Print
Cutting board with Meyer Lemon Poppy Seed Muffins topped with icing
4.47 from 60 votes

Vegan Meyer Lemon Poppy Seed Muffins

1-bowl, 30-minute vegan meyer lemon poppy seed muffins with a 2-ingredient lemon glaze. So moist, wholesome, perfectly sweet-tart, and delicious.
Author: Minimalist Baker
Prep Time 10 minutes
Cook Time 20 minutes
Total Time 30 minutes
Servings: 12 (muffins)
Category: Breakfast, Dessert
Cuisine: Gluten-Free, Vegan
Freezer Friendly 1 month
Does it keep? 4-5 Days

Ingredients

For the Muffins:

  • 2 batches flax eggs
  • 3/4 cup unsweetened applesauce
  • 2 heaping Tbsp meyer lemon zest (or regular lemons)
  • 1/3 cup meyer lemon juice (or regular lemon juice)
  • 1 tsp vanilla or lemon extract (optional)
  • 1/4 cup melted coconut oil or avocado oil
  • 1/4 cup unsweetened almond milk
  • 1/4 cup maple syrup or agave nectar (sub honey if not vegan)
  • 1/3 cup natural cane sugar
  • 1/2 tsp sea salt
  • 1 1/2 tsp baking soda
  • 1 Tbsp poppy seeds (optional // or sub chia seeds)
  • 1 cup whole-wheat pastry flour (or sub unbleached all-purpose)*
  • 1/2 cup rolled oats*
  • 1/2 cup almond meal*

For the Glaze:

  • 1 cup powdered sugar* (sifted)
  • 1 Tbsp lemon juice

Instructions

  1. Preheat oven to 375 degrees F (190 C) and line a standard muffin tin with 12 paper liners, or lightly grease (amount as original recipe is written // adjust if altering batch size).

  2. Prepare flax eggs in a large mixing bowl and let rest for a few minutes.

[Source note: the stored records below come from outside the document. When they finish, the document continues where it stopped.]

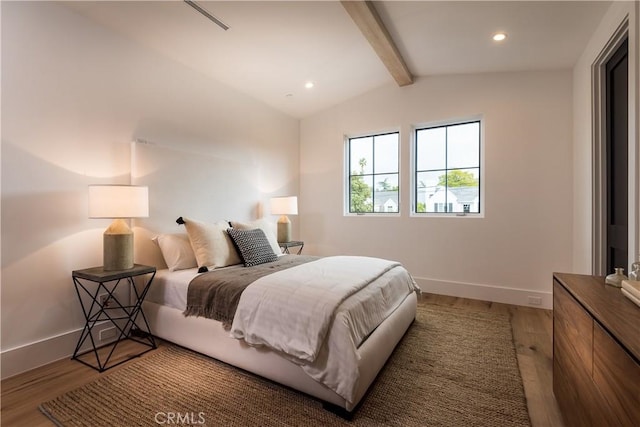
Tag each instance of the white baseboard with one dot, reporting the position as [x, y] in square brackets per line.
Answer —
[29, 356]
[524, 297]
[20, 359]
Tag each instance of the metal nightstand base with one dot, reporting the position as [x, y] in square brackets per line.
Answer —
[128, 319]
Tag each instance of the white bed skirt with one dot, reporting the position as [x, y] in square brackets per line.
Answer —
[207, 336]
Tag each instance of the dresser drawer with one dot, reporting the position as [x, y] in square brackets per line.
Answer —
[617, 376]
[572, 331]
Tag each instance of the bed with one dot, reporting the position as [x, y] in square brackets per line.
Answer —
[351, 353]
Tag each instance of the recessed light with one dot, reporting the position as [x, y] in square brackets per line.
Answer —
[498, 37]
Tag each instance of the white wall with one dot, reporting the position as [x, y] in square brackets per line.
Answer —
[526, 232]
[582, 133]
[74, 96]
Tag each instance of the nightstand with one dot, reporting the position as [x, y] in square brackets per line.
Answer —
[97, 292]
[292, 244]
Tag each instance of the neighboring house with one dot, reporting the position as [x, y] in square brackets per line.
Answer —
[455, 199]
[386, 201]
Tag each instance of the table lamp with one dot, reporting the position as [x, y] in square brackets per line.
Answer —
[119, 202]
[284, 206]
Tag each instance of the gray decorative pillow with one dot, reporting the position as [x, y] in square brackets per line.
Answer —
[253, 245]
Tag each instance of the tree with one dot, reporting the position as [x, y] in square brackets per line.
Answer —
[360, 200]
[458, 178]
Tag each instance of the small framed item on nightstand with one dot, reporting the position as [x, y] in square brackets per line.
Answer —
[292, 244]
[111, 302]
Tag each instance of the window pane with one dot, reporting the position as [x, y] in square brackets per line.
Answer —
[465, 193]
[428, 193]
[431, 148]
[361, 155]
[385, 198]
[463, 145]
[361, 194]
[386, 153]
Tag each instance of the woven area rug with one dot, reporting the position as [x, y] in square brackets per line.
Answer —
[453, 368]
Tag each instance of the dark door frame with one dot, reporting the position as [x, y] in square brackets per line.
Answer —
[599, 199]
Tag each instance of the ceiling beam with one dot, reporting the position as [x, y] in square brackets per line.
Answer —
[367, 19]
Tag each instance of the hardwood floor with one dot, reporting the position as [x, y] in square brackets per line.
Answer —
[532, 330]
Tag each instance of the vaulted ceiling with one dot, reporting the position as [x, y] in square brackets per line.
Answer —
[272, 48]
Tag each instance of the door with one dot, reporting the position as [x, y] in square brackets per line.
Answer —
[617, 164]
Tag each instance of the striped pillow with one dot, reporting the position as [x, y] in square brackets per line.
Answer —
[253, 245]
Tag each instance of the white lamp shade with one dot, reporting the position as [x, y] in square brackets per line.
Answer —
[284, 205]
[118, 201]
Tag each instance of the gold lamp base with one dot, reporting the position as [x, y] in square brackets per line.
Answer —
[284, 229]
[118, 246]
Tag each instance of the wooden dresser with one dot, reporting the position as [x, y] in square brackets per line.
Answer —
[596, 352]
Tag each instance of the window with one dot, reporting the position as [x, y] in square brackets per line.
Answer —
[373, 173]
[447, 169]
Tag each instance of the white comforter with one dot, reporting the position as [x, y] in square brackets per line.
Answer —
[304, 312]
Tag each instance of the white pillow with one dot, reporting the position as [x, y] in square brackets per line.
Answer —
[176, 251]
[265, 226]
[211, 244]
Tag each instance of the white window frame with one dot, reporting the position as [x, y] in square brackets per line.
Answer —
[413, 162]
[347, 173]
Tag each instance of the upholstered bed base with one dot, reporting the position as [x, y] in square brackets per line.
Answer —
[208, 337]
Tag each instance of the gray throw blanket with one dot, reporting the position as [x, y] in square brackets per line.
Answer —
[216, 294]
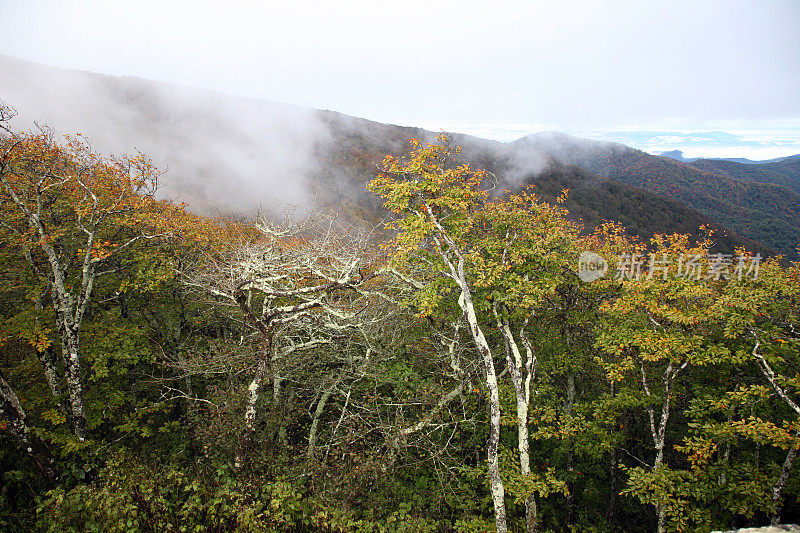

Zest lemon(s) at this time.

  3. Add applesauce, lemon zest, lemon juice, oil, almond milk, maple syrup or agave, cane sugar, baking soda, salt and whisk. It will foam up because the lemon juice will react with the baking soda.

  4. Add flour, almond meal and oats and stir with a spoon or spatula until just combined, being careful not to over-mix. If the batter appears too thick, add a touch more almond milk. But it should be quite thick and NOT pourable – rather, scoopable. Add the poppy seeds and gently stir once more.

  5. Divide batter evenly between muffin tins (should be enough for between 11-12 as original recipe is written (adjust if altering batch size).

  6. Bake for 22-28 minutes or until a toothpick inserted into the center comes out clean. Let cool for 5 minutes in the pan, then remove from tins and let cool completely on a cooling rack.

  7. If glazing, whisk the sifted powdered sugar and lemon juice together in a small bowl until a thin, pourable glaze is formed and brush or drizzle on the muffins.

  8. Will keep covered for several days at room temperature. Freeze for long-term storage (up to 1 month).

Notes

*To make this recipe gluten-free, use GF rolled oats and sub a gluten free flour blend for the whole-wheat pastry flour.
*If you don’t have almond meal on hand, just replace it with more whole-wheat pastry flour.
*Nutrition information is a rough estimate calculated with glaze.
*If you don’t have powdered sugar on hand, sub turbinado sugar blitzed into “powdered sugar” in a clean coffee grinder or spice mill.